First off, I like that it's more of a possession movie than a ghost movie - that a demon is trying to possess Carol Anne so it can break the family's spirit and ultimately destroy them. To be honest, I didn't even pick up on this thread when I was a kid. I just thought ... the ghosts are back. End of story. I don't know why Taylor's explanation, or the tequila-worm-possession didn't clue me in. Oh well.

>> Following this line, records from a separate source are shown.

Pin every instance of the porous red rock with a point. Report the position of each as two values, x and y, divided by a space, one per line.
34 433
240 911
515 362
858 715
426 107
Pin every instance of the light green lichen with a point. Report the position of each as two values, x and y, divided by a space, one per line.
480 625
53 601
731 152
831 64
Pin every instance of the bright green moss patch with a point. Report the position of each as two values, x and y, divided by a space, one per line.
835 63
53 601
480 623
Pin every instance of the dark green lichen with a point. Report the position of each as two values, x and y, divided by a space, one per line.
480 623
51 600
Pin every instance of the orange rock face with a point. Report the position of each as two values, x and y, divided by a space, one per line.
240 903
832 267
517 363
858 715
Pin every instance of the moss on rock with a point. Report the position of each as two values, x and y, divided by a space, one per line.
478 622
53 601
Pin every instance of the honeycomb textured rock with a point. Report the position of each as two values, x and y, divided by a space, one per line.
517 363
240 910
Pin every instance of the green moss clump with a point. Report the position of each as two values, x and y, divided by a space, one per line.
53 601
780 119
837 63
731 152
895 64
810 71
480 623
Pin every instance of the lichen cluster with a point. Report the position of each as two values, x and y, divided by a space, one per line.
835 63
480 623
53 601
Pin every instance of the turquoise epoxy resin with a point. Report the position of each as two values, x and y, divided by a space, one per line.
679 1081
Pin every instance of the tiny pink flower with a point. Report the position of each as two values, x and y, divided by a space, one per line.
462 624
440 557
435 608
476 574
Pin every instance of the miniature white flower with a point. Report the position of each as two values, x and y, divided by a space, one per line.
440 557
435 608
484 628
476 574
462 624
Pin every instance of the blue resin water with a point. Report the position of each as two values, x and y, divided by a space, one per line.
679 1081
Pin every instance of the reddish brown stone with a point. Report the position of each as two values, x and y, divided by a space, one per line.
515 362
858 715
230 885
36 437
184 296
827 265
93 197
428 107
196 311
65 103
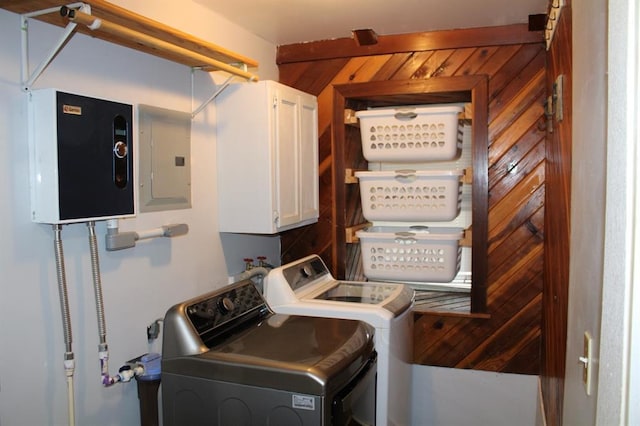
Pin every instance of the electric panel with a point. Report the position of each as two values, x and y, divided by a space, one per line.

I love the score by Jerry Goldsmith that continues material from the first film, while moving away from heavy orchestration towards a more synth-heavy sound with Native American elements. And his use of the 'God is in His holy temple' hymn is inspired. The monster designs by H. R. Giger (see last post) are among my faves from 80s horror films, specifically the Vomit Monster and "Great Beast" manifestation of Kane that appears in the astral plane. I know some folks fault how Giger's sketches were translated to the big screen - but I think they're pretty damn cool (thank you, Richard Edlund). And lastly, there are some excellent performances here. Julian Beck nails it as the malevolent reverend. He still gives me the heebie-jeebies. Will Sampson does a fine job as the mystical medicine man. I mean, I buy it. And I really REALLY enjoyed JoBeth Williams and Craig T. Nelson in their reprised roles as Diane and Steve Freeling. There are moments (again I go back to the tequila worm possession) when they are seriously acting their faces off.